Il est des rencontres aussi imprévisibles qu'inattendues mais qui ne pouvaient que se faire. Lorsque Ramata entre aux Oiseaux pour y effectuer un dernier stage en art-thérapie, métier qu'elle a choisi d'exercer après son burn out , sa vie est sur le point de basculer mais elle ne le sait pas encore.

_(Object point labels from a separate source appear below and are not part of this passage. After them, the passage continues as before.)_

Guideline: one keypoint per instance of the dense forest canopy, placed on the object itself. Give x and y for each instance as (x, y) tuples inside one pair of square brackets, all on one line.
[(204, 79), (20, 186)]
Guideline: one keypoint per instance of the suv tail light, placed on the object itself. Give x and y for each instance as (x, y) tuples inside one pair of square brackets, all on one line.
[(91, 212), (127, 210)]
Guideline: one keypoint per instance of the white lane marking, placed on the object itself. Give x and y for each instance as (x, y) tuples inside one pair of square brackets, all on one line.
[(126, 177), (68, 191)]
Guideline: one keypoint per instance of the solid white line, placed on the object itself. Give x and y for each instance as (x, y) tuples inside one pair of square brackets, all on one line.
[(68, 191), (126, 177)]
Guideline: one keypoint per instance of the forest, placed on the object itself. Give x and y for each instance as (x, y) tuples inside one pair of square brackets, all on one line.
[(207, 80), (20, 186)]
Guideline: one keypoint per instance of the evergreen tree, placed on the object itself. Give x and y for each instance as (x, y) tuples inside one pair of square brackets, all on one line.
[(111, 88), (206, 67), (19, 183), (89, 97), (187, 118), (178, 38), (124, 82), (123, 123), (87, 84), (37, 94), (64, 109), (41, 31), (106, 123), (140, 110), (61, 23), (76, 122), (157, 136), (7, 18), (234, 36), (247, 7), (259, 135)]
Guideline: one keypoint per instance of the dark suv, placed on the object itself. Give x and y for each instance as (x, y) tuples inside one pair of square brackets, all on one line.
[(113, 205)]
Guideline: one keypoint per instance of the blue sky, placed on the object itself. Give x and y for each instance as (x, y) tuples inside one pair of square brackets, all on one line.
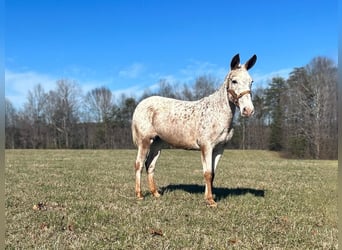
[(128, 46)]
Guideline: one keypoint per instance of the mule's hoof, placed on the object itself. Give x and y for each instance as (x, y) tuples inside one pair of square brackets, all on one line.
[(139, 196), (156, 194), (211, 203)]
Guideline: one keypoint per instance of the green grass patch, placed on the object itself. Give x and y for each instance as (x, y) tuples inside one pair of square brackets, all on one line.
[(83, 199)]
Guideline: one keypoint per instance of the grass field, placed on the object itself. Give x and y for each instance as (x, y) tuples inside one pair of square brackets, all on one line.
[(64, 199)]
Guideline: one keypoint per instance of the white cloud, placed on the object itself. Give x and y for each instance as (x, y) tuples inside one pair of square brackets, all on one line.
[(132, 71), (17, 85), (197, 68), (262, 79)]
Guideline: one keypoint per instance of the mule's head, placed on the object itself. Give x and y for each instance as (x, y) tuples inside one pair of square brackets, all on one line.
[(239, 85)]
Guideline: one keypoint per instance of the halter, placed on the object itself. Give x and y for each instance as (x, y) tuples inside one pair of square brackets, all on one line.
[(236, 97)]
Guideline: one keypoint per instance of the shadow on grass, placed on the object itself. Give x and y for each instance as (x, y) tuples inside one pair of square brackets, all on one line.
[(219, 193)]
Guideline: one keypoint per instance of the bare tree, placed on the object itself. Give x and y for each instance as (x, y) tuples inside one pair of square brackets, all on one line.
[(99, 104), (312, 109), (63, 111), (10, 124), (35, 116)]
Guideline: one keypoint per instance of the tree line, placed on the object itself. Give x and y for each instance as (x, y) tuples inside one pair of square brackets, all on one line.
[(297, 116)]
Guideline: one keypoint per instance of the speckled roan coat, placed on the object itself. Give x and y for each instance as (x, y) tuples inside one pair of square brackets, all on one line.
[(204, 125)]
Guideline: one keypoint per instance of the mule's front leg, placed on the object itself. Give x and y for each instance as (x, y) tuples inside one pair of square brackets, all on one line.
[(138, 192), (206, 156), (139, 163), (150, 166)]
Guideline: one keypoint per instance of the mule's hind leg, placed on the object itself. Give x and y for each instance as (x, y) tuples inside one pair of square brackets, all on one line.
[(150, 165), (143, 149)]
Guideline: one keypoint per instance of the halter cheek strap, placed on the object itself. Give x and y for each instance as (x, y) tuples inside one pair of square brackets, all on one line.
[(236, 97)]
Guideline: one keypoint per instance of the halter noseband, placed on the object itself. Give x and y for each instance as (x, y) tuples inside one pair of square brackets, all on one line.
[(237, 97)]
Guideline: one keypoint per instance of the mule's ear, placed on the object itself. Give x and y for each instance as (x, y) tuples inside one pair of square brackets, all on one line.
[(235, 62), (250, 63)]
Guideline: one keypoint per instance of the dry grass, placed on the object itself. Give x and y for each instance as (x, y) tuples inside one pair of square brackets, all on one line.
[(58, 199)]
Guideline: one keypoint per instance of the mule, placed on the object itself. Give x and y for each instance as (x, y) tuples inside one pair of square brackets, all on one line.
[(204, 125)]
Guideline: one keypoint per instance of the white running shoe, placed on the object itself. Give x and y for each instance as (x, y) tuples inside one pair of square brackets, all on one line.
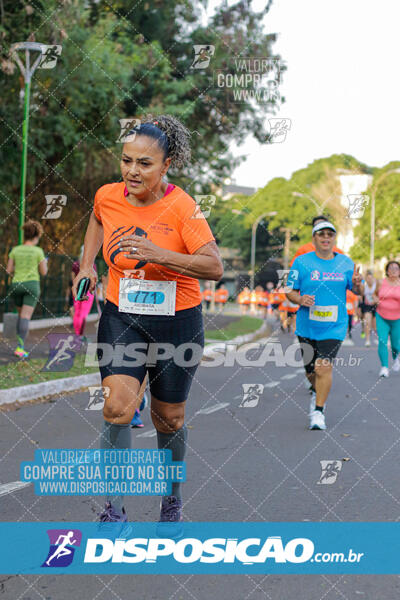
[(396, 365), (317, 420), (312, 403)]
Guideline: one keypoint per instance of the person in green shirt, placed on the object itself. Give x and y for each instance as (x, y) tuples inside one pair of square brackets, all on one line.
[(26, 263)]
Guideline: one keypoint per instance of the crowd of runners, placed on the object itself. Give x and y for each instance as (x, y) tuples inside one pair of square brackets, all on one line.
[(157, 248)]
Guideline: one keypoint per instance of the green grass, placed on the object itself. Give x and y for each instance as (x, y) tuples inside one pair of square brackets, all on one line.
[(26, 372), (240, 327)]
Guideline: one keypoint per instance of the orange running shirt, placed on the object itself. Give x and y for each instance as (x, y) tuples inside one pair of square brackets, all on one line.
[(351, 302), (168, 223), (244, 297), (309, 247), (221, 296)]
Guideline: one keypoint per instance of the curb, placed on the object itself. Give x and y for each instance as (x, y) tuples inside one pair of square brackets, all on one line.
[(240, 339), (55, 386), (54, 322), (25, 393)]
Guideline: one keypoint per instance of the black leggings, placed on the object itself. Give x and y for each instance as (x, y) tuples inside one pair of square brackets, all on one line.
[(170, 348)]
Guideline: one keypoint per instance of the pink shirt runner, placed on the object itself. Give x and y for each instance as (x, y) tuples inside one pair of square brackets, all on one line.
[(389, 301)]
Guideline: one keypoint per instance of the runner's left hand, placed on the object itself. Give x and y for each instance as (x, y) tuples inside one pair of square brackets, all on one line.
[(357, 277), (140, 248)]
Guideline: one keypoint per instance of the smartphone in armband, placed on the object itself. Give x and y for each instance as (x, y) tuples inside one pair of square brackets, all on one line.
[(83, 288)]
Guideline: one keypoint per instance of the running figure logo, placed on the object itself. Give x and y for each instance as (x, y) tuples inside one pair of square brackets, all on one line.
[(278, 129), (203, 206), (62, 547), (113, 248), (54, 206), (357, 204), (314, 275), (49, 56), (285, 284), (63, 347), (203, 54), (126, 126), (97, 394), (251, 394), (330, 471)]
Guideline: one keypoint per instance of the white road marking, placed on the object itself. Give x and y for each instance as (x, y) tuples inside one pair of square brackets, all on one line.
[(7, 488), (211, 409), (151, 433)]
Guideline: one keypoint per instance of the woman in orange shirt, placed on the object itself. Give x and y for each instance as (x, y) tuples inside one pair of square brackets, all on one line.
[(156, 244), (244, 300)]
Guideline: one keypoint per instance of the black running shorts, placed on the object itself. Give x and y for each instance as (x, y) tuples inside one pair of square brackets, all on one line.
[(314, 349), (170, 348)]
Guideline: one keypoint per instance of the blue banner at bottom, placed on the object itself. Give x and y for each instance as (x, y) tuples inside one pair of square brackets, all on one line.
[(219, 548)]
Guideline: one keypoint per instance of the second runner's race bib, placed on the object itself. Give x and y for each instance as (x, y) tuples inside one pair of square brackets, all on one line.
[(139, 296), (324, 314)]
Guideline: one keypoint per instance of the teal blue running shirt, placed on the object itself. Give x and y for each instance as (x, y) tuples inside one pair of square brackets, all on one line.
[(328, 281)]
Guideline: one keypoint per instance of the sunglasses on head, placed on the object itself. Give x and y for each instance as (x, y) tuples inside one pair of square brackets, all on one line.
[(325, 233)]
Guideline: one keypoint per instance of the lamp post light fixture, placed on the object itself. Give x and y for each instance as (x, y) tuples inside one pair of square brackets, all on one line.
[(373, 195), (27, 71), (253, 243)]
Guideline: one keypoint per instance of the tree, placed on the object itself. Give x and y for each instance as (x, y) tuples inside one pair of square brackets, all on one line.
[(119, 61), (387, 218)]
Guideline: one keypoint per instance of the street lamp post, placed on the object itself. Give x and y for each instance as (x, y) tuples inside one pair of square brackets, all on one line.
[(27, 71), (253, 243), (373, 195), (286, 247)]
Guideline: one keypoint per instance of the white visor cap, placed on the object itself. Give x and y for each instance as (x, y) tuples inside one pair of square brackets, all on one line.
[(323, 225)]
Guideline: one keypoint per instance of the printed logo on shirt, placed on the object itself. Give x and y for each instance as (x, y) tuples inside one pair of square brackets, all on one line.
[(333, 276), (113, 248)]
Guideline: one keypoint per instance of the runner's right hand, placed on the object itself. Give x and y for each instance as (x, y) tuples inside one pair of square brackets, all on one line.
[(307, 300), (91, 274)]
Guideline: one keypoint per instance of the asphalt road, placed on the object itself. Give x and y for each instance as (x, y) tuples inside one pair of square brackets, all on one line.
[(244, 464), (38, 346)]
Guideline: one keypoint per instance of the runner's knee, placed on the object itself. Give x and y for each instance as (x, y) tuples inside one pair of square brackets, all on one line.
[(167, 422), (118, 405)]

Son regard est attiré par une femme esseulée, plus claire de peau qu'elle . Madame Astrida est une femme discrète, dont la mémoire a vacillé et qui s'exprime de plus en plus difficilement en français, ressort de son passé une langue que nul dans l'EPHAD ne comprend. Qui donc est cette femme? quel est son vécu? ..

En cherchant à mieux connaitre Astrida, Ramata va être amenée à affronter les non-dits enfouis de son arrivée en France, des regards que tous ont porté et portent encore sur elle, Petit à petit le voile se lève sur une enfant Consolée en 1954 , métisse , qui a été retirée à sa mère rwandaise , placée dans une institution religieuse à Save , ce sera ensuite la guerre , le rapatriement en Belgique..

Un roman puissant qui retrace les vies de ces deux femmes, des parcours à la fois similaires et différents, un roman qui touche, émeut, informe et offre à chacun matière à une réflexion salutaire et indispensable.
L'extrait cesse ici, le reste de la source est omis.